Healing Waters: the Legend of Waconda Springs
category : Indian Heritage
Waconda Springs for centuries inspired wonder among its visitors. Both Indians and whites marveled at Kansas' largest saltwater spring. The diameter at the base is 300 feet. Waconda is a deep-seated spring, the source of its supply being the saliferous shale immediately overlaying the Dakota sandstone which in this section is 600 to 800 feet below the surface. Samuel C. Pomeroy, on a tour of the Solomon River valley in 1870, called Waconda Springs "a most wonderful and marvelous sight".
"At first i declared it the Crater of an Ancient Volcano," Pomeroy wrote. The Water occupying its hollow center is fathomless, and about 200 feet in diameter in a perfect circle! It is always brimming full and running over on all sides... The hills about it were as sacred to the Indians as those about Jerusalem."
Many Plains Indians regarded springs as the dwelling place of supernatural powers. The Kansas name for Waconda Springs meant "spirit water". Indians of several tribes made pilgrimages to the spot, tossing beads, weapons, blankets, and other offerings to Waconda's waters.
The Pawnee recognized a dozen sacred places in Nebraska and Kansas. Nearly all were associated with water and known as "holy ground". Waconda Springs was thought to mark the location of an underwater lodge where animals of many species gathered and held council.
"Animals, while not gods, were a medium through which Pawnee individuals could acquire knowledge and power," explained historian Rita Napier. "The goal of Pawnee life was to increase one's power in order to live in complete accord with the laws of the universe."
Through a dream of vision, a fortunate Pawnee might visit the lodge beneath Waconda Springs. There the animals would teach them skills such as performing magic, hypnotism, or, most often, the healing of wounds and disease. Pawnee medicine societies traced their origins to such visits, and their ceremonies included smoke-offerings to Waconda Springs.
Kansas' early white settlers attributed medicinal properties to the state's many mineral springs. Senator Pomeroy seized on Waconda's commercial potential, predicting that a health resort of "towering magnificence" would arise. In 1884, developers fenced the spring and constructed a luxury hotel nearby.
The hotel became a sanitarium and spa in 1906. For over a half century patients came to "take the cure" at Waconda Springs.
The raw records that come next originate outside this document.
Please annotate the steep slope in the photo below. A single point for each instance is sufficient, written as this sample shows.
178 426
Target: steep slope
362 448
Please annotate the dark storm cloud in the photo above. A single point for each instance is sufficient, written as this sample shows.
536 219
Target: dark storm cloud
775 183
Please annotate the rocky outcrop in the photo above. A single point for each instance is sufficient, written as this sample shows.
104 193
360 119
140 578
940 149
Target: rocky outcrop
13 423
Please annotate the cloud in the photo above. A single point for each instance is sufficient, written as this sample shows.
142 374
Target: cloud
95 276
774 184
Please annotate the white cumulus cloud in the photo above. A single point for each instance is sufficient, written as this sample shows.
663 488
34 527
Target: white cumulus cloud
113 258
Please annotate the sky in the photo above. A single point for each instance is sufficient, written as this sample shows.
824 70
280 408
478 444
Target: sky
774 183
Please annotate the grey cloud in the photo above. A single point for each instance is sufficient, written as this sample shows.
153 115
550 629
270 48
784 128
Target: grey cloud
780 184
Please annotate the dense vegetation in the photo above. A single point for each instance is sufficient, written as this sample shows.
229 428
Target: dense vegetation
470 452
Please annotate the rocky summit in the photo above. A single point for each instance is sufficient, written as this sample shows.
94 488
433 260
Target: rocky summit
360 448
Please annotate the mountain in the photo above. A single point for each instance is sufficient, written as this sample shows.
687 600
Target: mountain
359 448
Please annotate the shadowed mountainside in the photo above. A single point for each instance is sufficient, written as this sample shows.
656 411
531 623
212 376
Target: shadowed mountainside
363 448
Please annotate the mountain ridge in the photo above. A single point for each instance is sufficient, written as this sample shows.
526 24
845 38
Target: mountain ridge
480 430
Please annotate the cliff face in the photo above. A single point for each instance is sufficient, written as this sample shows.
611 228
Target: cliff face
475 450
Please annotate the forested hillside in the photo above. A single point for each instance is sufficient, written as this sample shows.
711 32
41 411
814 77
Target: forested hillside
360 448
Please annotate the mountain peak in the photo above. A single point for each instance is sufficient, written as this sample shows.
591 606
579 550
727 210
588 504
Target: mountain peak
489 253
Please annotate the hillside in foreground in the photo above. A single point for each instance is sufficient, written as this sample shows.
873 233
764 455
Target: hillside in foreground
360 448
The mineral water was said to relieve a host of ailments from rheumatism to hemorrhoids, insomnia, and discolored skin.
A diver on the 4th of July, 1906, went down as far as possible, finding no bottom to the dark blue water which never froze in winter. Rain or drought never affected its calm and indifferent tranquillity. Many people today say the water rose and fell with the ocean tides.
But these virtues were overshadowed by the goal of controlling Kansas' water supply. In 1944, the Federal Bureau of Reclamation announced its plans to dam the Solomon River at Glen Elder -- and inundate Waconda Springs. In 1970, the waters of Waconda Lake closed over the famous spring.